In an exclusive interview with The Washington Times, President Goodluck Jonathan also said that U.S. help during the schoolgirls crisis has not produced any results.
“They have been with us for over a month, and we have not been able to get the girls out,” he said. “So you really see that the help has not yet resulted [in] something positive. I wouldn’t say they have helped or they have not helped. Basically they are there to help with intelligence gathering and so on.”
In Washington for an African leaders’ summit with President Obama, Mr. Jonathan directly addressed the criticism both inside his country and abroad to his response to the terrorist group Boko Haram’s kidnapping of the girls from the town of Chibok in April, saying a swift military response likely would have resulted in the death of the children.
“We have not been able to get [an answer]. How do we get these girls out?” he said. “If it is to risk a few dead bodies, it is easier. You can blast the place and carry the corpses. But is that what we have to do? So it is delicate, and that’s why we are proceeding with caution.”
Mr. Jonathan, who faces re-election in 2015, disclosed that he has authorized third parties to try to secure the girls’ safe release.
“Negotiations from Day One. We have set up a committee — what I call a dialogue committee — [for] the challenge we have in the north, even before the kidnapping of the Chibok girls. We have a team. And we encourage people to assist them. We do negotiate,” he said. “Quite a number of people have come with different information. We encourage them. But none of them have yielded any results.”
Nigerian and U.S. advisers to Mr. Jonathan immediately clarified his remarks after the interview, stating the Nigerian government was not directly negotiating with Boko Haram but instead using intermediaries.
“The president is not negotiating with Boko Haram. He is, however, encouraging dialogue between the sect and the government,” said Lanny Davis, a former Clinton White House adviser who has been advising the Jonathan administration on international media strategy related to the crisis.
“Recently, even before the girls were taken, he set up a committee to dialogue with Boko Haram. Currently, there are third parties reaching out to Boko Haram to secure the safe return of the girls, and the administration is actively encouraging these backroom initiatives,” he said.
The kidnappings fueled international outrage and spurred a social media campaign in the West with the rallying cry of “#BringBackOurGirls.”
Mr.

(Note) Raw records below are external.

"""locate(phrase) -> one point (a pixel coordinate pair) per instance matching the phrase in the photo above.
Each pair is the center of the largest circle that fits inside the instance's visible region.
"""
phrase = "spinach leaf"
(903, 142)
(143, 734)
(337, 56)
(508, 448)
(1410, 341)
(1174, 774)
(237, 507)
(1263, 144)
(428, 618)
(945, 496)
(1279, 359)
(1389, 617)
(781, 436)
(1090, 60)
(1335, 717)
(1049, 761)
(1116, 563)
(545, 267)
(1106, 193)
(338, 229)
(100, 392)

Jonathan, who belatedly accepted offers of help from the Obama administration to find the girls, said American help hasn’t produced any measurable results.
Mr. Jonathan took baby steps on the carpet of his hotel suite to demonstrate the impact so far of the effort by the US and other global allies to help his country finds the girls — “one fraction of a centimeter.”
“It’s like when we are learning elementary physics in secondary school, and they will define ‘walk’ as ‘effort by distance,’” he said. “No matter what the effort, if you don’t move the load by a distance, the walk is zero. The effort I put, multiplied by zero, is zero. No walk. Yes, they are doing something, but no result yet.”